Well, to be fair, one of the working hypotheses about human mating behavior is that one of its goals is to equalize the biome of the female (bacteria, viruses, etc.) to that of her partner before she gets pregnant.

So, husband and wife having the same biome is not surprising.

And, even if you have the same biome, your systems will almost certainly react differently depending upon the expressed receptors.

1 comments

Totally fair, but then what use is the data? If we have totally different digestive reactions / problems, then can you really tell much of anything from the microbiome data?
> If we have totally different digestive reactions / problems, then can you really tell much of anything from the microbiome data?

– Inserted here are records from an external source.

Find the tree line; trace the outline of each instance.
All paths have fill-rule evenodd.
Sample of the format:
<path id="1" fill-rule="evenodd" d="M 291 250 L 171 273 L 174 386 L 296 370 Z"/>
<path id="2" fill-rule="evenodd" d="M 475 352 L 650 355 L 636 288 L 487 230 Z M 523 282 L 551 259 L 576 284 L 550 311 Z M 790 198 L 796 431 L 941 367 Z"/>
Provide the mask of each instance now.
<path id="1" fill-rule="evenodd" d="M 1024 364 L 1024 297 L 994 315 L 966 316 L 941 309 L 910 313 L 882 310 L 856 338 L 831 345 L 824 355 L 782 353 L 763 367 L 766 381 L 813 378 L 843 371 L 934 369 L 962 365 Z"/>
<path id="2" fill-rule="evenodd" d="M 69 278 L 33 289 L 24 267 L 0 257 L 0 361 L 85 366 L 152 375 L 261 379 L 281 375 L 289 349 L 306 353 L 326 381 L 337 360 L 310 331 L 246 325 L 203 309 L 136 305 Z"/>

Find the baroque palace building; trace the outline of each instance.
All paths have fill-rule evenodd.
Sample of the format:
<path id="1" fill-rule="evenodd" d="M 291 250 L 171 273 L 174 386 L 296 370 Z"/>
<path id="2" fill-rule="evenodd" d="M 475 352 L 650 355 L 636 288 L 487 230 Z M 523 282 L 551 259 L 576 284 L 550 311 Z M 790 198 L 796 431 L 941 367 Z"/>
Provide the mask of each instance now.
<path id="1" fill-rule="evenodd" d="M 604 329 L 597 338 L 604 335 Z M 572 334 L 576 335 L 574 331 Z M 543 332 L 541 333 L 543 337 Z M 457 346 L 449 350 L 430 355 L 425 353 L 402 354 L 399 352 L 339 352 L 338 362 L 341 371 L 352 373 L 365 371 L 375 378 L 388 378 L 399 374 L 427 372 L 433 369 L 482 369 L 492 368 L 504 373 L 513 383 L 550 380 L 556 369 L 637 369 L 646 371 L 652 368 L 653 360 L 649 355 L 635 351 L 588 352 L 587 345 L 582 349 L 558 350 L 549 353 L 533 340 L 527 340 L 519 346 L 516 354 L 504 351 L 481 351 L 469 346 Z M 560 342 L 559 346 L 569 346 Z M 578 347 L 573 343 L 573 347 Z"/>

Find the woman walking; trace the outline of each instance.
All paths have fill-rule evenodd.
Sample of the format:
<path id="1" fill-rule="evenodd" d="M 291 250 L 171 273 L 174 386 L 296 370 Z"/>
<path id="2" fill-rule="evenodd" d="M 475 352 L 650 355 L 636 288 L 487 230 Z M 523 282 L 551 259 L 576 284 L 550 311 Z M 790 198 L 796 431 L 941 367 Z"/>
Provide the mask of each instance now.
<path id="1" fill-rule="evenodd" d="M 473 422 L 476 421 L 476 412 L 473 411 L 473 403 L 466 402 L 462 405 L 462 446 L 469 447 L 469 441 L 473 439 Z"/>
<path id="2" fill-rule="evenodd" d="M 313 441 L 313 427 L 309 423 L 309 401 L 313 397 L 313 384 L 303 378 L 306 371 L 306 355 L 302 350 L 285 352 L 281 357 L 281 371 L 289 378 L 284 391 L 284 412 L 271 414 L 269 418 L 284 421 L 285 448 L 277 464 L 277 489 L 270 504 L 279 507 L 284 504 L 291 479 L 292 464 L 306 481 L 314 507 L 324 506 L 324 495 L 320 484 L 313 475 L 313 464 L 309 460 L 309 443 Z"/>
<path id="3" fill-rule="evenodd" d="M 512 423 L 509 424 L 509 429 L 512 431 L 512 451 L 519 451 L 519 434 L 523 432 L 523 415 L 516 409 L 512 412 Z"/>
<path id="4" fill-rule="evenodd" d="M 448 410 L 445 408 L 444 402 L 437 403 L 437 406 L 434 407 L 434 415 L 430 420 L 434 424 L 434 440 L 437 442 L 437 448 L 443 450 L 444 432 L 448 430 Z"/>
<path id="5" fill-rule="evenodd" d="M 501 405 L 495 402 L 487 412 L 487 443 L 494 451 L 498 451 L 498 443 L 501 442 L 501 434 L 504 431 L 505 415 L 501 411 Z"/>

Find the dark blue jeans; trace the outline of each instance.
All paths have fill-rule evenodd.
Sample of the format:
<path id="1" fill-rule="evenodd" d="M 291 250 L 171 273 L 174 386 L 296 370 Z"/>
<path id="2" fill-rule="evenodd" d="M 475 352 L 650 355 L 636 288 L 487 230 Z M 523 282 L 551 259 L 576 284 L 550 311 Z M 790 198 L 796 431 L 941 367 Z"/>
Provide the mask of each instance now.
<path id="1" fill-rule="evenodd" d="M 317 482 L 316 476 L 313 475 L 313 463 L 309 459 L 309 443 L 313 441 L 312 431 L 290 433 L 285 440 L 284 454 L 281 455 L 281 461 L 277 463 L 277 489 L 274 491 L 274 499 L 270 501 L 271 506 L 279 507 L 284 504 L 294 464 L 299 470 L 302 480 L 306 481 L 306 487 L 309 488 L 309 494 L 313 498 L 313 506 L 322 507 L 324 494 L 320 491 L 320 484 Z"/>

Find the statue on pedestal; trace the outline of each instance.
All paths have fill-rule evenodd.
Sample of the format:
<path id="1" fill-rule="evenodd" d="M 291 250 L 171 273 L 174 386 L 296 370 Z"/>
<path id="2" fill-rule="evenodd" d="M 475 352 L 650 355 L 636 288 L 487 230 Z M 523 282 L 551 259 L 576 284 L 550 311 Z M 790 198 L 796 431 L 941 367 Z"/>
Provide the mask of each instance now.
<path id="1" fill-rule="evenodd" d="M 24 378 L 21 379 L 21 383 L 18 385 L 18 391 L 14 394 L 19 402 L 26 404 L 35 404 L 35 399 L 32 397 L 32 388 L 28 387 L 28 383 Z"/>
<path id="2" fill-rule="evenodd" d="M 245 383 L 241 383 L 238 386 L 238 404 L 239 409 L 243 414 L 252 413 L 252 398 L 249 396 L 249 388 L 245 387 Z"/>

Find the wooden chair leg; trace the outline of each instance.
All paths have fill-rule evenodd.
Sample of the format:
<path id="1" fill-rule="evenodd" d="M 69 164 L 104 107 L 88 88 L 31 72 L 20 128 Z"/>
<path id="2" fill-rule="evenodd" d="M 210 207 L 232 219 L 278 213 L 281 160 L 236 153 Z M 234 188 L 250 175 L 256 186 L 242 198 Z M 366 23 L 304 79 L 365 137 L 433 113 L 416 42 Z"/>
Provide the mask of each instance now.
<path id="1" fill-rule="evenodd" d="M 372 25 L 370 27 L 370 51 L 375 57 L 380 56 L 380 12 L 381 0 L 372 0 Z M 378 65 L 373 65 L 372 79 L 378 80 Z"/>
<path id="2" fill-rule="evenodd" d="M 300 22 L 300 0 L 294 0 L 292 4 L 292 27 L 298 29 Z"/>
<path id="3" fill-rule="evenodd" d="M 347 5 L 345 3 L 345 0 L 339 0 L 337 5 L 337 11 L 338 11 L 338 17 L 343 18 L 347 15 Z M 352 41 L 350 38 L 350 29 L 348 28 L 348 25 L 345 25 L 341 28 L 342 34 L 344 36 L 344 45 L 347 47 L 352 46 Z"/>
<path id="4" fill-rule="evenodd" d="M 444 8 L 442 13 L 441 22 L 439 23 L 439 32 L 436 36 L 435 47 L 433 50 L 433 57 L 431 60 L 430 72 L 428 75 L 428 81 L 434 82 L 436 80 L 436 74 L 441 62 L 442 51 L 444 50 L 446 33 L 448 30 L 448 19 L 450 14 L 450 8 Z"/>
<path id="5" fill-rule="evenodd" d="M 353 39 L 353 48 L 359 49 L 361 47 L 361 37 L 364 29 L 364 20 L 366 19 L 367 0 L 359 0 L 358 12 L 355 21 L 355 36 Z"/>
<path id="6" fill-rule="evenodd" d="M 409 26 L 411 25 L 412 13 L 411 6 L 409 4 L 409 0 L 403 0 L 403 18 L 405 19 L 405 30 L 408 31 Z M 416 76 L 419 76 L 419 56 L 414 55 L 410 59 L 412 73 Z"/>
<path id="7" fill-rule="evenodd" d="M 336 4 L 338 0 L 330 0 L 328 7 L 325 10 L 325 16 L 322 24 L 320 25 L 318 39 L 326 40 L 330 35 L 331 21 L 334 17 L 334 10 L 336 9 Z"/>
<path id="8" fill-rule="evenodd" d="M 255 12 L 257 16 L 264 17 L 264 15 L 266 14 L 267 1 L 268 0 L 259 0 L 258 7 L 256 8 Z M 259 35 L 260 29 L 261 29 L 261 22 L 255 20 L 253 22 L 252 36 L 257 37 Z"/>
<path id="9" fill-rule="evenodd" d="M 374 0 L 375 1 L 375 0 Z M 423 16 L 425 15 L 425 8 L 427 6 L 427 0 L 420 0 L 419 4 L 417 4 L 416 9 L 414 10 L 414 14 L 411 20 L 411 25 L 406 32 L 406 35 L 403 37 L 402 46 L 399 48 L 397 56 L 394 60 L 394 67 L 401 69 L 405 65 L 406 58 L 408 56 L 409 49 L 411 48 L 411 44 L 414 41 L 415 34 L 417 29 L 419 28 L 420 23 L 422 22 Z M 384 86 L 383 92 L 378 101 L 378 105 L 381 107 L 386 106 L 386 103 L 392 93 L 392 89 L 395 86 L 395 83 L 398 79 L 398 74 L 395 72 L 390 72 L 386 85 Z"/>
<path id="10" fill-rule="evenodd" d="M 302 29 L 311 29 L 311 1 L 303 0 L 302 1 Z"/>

Congratulations. You now understand why the folks trying to monetize microbiome are regarded as snake oil salesmen right now.

I'm sure there are broad strokes that are valid. You have a lot of bacterium X--that isn't good. You completely lack bacterium Y--that isn't good. Your overall diversity is low--you probably should try to correct that.

However, once you start getting into "you need specific bacterium X to solve specific problem Y", that's likely snake oil.

Biological systems are annoying like that. For any treatment X, there will be some, generally tiny, fraction of the population that responds to it.

The problem is finding a treatment that works in either 1) the vast majority of the population or 2) a readily identifiable minority of the population.

Microbiome work is probably going to produce some cool results, but it will take time to get there. Running experiments on people is time consuming and expensive.